Shabdakalpa

Building the First Historical Dictionary of Bengali

Following up on the success of the Tagore Online Variorum Bichitra, the School of Cultural Texts and Records at Jadavpur University has embarked on a still more ambitious project: to create a historical dictionary of the Bengali language, to which we have given the name Shabdakalpa. A historical dictionary analyses a comprehensive database of words in a language to find when each word was first used, and all subsequent changes in form, meaning and usage. It is the most basic tool for studying all uses and applications of the language.

Such dictionaries exist only in certain Western languages, often as works in progress. A start was made with Bengali by the Dhaka Bangla Academy. With the greatest respect for this pioneering effort, we can claim in all modesty that our project marks a quantum expansion of scale. The methodology of such projects has been revolutionized with the coming of the computer; but the final analysis of data can only be done by the human intelligence. On the one hand, the project thus involves a complex and advanced computer program; on the other, highly skilled and labour-intensive human analysis.

The computational processing comprises three chief tasks. First, to compile the largest possible database of Bengali texts of all periods on all subjects. We have downloaded a huge number of Bengali texts from the internet. We are now completing that task and adding much material from other online and offline sources. Some libraries and archives have kindly made their collections available, and of course we have our own collections too.

A considerable amount of labour is involved in assembling the texts, documenting their metadata, and converting them into a format suitable for use with our software. Although many of these texts are available online in the form of PDF files, they are not immediately usable in their existing format. Therefore, each file must undergo conversion into plain text (.txt) format using Optical Character Recognition (OCR) technology, which allows us to extract machine-readable content from scanned or image-based documents. This step is essential for enabling further analysis and digital processing.

Here is a page of our working software. It lists the works by author, title and date. Clicking on the appropriate link opens a full word list.

[The display is modified from time to time. The current display may not match what you see, but the process remains the same.]

Creating this database is a vast and potentially never-ending task. Our aim is to reach a certain critical mass, from which to develop a prototype dictionary. This will meet most needs of most people, and can serve in future as the basis for a truly comprehensive dictionary, growing dynamically like the language itself.

The second, even more challenging task is to create a software to process the raw data of the texts. This software is complete: the biggest milestone we have achieved so far. There was nothing like it before. Having got so far, we feel more than ever that we must put the software to use by actually completing the dictionary.

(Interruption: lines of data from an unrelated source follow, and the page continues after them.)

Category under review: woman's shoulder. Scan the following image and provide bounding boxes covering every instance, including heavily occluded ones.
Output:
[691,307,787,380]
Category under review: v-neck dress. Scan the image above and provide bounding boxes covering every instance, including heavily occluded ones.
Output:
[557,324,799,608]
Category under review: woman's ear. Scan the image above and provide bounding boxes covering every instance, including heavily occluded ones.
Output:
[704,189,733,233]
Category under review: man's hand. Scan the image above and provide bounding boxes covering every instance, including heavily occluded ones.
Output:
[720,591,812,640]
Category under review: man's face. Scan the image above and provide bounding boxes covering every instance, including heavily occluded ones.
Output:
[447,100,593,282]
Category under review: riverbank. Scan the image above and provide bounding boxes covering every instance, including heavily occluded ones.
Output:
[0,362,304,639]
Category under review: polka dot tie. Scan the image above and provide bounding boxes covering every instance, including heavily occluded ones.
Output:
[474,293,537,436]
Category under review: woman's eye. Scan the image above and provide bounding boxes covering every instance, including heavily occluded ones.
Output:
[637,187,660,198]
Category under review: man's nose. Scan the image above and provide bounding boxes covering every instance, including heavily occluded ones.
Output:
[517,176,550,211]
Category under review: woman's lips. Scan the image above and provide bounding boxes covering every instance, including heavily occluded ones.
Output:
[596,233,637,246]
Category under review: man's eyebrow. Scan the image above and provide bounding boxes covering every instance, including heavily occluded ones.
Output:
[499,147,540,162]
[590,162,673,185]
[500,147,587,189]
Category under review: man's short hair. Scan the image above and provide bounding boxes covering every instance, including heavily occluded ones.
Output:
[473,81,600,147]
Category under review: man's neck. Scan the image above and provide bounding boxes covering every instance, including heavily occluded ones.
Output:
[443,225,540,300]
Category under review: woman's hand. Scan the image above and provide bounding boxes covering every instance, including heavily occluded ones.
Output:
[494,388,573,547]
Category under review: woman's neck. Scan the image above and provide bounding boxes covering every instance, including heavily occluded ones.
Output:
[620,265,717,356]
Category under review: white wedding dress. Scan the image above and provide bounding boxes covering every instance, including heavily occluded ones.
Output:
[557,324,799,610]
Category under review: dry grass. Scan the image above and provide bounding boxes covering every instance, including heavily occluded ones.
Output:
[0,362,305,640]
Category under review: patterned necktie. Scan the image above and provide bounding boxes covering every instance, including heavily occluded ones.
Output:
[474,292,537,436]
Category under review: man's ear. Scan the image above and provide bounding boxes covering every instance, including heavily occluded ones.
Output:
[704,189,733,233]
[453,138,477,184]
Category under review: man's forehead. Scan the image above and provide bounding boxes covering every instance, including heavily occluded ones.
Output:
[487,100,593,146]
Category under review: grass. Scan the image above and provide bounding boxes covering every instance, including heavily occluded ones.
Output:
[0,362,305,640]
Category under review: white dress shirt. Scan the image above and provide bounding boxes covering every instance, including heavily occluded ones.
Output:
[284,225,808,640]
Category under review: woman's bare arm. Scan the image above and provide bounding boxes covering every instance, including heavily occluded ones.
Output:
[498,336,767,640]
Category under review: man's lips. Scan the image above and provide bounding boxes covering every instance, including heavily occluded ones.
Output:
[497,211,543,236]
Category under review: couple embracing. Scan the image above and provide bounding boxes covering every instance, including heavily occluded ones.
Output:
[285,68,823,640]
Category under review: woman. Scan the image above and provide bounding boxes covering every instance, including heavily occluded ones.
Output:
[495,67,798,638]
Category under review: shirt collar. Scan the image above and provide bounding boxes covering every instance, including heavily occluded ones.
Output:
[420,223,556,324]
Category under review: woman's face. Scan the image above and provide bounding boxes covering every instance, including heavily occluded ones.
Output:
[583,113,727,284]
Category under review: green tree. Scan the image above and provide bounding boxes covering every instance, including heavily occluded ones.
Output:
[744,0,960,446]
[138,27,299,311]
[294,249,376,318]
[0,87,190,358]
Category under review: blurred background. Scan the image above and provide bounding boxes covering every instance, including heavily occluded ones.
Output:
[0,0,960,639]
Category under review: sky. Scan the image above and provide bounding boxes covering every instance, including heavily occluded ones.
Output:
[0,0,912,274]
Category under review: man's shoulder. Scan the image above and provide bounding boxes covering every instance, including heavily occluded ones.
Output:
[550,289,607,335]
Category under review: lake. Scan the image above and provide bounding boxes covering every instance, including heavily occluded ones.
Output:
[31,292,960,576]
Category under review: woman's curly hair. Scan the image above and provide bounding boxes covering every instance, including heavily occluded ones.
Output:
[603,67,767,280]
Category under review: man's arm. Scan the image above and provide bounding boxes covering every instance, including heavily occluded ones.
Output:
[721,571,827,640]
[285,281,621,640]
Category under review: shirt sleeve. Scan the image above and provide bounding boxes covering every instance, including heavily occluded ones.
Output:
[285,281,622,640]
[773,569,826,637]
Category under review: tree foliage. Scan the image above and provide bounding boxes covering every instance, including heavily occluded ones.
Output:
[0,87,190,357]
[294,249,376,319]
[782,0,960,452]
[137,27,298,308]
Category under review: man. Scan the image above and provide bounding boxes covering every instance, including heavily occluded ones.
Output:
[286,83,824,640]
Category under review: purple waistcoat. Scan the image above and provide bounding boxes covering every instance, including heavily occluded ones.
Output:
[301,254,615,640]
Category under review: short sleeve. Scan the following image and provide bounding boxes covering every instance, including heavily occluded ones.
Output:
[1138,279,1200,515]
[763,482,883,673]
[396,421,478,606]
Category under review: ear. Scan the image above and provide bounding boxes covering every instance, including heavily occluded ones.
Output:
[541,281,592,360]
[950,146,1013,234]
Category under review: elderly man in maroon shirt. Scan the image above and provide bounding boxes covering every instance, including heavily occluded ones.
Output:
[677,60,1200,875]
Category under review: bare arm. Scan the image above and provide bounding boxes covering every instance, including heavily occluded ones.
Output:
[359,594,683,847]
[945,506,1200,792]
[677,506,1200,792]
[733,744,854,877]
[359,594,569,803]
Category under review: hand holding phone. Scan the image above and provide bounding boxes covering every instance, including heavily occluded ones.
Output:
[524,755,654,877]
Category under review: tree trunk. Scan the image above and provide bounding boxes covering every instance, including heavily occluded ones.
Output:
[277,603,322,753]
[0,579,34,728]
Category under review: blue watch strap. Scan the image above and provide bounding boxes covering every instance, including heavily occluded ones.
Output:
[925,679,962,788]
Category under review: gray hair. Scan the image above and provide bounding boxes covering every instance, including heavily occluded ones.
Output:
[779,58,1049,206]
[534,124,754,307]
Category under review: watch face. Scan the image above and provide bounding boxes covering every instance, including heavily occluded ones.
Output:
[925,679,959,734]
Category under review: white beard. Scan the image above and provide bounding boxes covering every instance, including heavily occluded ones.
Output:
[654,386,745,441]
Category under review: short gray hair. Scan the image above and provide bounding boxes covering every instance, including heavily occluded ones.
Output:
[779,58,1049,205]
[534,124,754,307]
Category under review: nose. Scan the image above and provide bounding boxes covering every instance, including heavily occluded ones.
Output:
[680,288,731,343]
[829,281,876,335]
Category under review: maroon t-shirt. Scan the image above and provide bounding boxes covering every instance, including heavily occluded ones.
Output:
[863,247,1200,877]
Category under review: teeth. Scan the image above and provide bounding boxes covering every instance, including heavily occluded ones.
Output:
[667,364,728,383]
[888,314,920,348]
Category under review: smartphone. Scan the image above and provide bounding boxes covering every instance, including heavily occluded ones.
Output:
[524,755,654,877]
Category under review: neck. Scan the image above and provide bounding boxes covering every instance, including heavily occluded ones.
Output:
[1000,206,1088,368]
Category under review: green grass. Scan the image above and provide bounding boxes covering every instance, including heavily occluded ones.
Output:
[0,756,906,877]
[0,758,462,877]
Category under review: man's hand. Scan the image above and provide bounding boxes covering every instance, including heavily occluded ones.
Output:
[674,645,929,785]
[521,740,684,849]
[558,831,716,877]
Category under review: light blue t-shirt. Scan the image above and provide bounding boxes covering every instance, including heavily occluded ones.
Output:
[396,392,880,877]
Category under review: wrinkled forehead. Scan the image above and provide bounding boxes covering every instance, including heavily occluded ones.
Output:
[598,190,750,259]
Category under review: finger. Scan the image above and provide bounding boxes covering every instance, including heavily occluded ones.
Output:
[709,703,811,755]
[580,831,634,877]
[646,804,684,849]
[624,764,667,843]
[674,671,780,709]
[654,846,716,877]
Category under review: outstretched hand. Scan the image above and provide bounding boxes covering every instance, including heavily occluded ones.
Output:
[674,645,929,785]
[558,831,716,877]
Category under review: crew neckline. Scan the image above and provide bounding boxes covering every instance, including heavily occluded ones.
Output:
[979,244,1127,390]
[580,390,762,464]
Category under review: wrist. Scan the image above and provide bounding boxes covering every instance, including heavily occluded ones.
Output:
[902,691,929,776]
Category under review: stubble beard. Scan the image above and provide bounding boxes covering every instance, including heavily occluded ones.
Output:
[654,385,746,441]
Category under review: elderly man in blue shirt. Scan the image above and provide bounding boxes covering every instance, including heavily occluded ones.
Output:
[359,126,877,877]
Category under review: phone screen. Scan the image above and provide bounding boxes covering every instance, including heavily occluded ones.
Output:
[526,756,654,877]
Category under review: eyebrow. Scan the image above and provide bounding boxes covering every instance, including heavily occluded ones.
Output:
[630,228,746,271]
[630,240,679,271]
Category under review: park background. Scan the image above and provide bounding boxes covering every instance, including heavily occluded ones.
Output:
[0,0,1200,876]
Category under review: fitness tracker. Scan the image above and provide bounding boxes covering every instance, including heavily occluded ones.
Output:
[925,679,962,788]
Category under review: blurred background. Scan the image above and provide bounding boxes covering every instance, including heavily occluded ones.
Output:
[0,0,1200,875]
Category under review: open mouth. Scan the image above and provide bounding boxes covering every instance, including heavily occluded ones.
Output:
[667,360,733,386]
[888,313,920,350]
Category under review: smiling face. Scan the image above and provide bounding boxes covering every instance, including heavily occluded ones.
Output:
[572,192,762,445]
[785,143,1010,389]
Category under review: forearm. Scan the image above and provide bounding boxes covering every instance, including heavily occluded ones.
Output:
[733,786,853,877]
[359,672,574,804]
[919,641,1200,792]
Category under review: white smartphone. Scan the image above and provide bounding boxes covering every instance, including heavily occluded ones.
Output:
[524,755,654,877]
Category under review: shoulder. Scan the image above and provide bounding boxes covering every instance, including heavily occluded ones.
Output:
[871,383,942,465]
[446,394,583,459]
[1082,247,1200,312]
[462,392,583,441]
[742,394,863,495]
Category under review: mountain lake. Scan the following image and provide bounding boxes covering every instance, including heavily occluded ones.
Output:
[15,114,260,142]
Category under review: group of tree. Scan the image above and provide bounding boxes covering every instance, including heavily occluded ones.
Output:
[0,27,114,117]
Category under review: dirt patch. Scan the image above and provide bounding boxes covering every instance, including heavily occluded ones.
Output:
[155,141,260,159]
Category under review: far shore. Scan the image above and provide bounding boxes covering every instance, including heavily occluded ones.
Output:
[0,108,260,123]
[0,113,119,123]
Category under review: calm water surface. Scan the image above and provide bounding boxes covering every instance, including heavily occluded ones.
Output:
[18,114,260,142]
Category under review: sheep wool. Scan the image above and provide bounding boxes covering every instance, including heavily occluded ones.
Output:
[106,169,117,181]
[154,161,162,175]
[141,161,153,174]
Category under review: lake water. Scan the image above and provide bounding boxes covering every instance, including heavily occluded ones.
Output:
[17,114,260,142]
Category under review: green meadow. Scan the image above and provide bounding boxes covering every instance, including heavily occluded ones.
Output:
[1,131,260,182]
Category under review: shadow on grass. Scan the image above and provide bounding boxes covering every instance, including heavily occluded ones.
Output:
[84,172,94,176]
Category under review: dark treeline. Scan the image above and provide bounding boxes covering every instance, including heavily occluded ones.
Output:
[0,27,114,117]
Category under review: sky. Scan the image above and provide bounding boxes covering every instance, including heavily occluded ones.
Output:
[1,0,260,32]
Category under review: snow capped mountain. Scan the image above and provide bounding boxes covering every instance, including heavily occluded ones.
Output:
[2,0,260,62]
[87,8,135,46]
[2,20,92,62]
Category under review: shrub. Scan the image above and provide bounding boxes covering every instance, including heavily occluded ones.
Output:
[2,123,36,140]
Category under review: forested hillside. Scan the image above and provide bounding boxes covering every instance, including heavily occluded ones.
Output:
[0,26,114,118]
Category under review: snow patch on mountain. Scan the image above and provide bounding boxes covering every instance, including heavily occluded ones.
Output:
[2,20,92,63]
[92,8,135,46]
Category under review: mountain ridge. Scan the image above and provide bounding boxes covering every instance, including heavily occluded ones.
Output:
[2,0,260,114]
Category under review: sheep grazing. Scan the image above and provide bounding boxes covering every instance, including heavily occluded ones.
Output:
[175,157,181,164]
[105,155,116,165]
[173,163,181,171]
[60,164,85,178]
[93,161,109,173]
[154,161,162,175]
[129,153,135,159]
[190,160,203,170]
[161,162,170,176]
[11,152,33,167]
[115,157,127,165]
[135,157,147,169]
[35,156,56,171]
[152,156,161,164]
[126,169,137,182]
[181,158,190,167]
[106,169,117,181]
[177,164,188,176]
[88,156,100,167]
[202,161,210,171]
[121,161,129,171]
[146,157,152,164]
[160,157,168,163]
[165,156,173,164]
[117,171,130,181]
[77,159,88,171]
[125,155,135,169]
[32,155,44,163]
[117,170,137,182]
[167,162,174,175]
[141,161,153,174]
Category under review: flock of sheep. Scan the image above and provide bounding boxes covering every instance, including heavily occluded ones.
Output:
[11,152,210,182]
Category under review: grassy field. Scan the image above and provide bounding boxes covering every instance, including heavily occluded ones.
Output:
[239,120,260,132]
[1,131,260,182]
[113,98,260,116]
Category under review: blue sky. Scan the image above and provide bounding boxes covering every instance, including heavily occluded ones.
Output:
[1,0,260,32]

Extracting a list of words from the database is simple enough. The challenge is to group together all forms of the same word to create the total picture. Bangla is a highly inflected language, more so in having two separate registers, sadhu and chalit. A Bengali verb can have 100-150 different forms, or even more. Nouns take on a variety of suffixes – গাছ, গাছটা, গাছের, গাছগুলো, etc. etc. These too must be aggregated.

Our path-breaking software can create a table of all forms of a verb with the same base, and record every example of every form found in the database. Here, for instance, is a table outlining all forms of the verb লেখা with the base লেখ্: সে লেখে , তুমি লেখো , তুই লেখ etc. Click on any of the forms, and you will get a complete list of all its examples, with author, source and date.

Here is a similar table for the other base of the verb, লিখ্ – আমি লিখি , তুমি লিখবে, তিনি লিখিতেছিলেন etc.

The next step is to ‘club’ or combine the two tables to produce the final list, of all occurrences of all forms of the verb in both লেখ্ and লিখ্, arranged in order of date with author and source

By a different but similar process, all forms of a noun – say, গাছ – can be aggregated into a single list of all forms. And so with pronouns, or any other part of speech.

Once the computer has done its job, the results can be transferred to a spreadsheet. Now comes the third and last stage: the human brain analyses the results, sorts the examples by meaning and usage, and reorganizes the data into the final dictionary entry. Even here, computer programs can play a supporting role. We already have one such program, a part of speech tagger that lets us separate different parts of speech with the same external form, like the verb কর (=করো ), ‘do’, and the noun কর (hand, or tax).

Shabdakalpa: A Legacy in the Making

What use will Shabdakalpa serve? Why should we want to complete it? It is the most fundamental resource for every kind of use to which we might put the language. Looked at another way, it is like an encyclopedia of exceptionally fine granularity for all aspects of Bengal and Bengali. A language endowed with a historical dictionary has made it to a very special league among the world’s languages. As the world’s seventh most widely spoken language, Bengali amply deserves this recognition.

We have come a good distance in creating this proud cultural asset for our language. But a long road remains ahead. Please help us to complete the journey.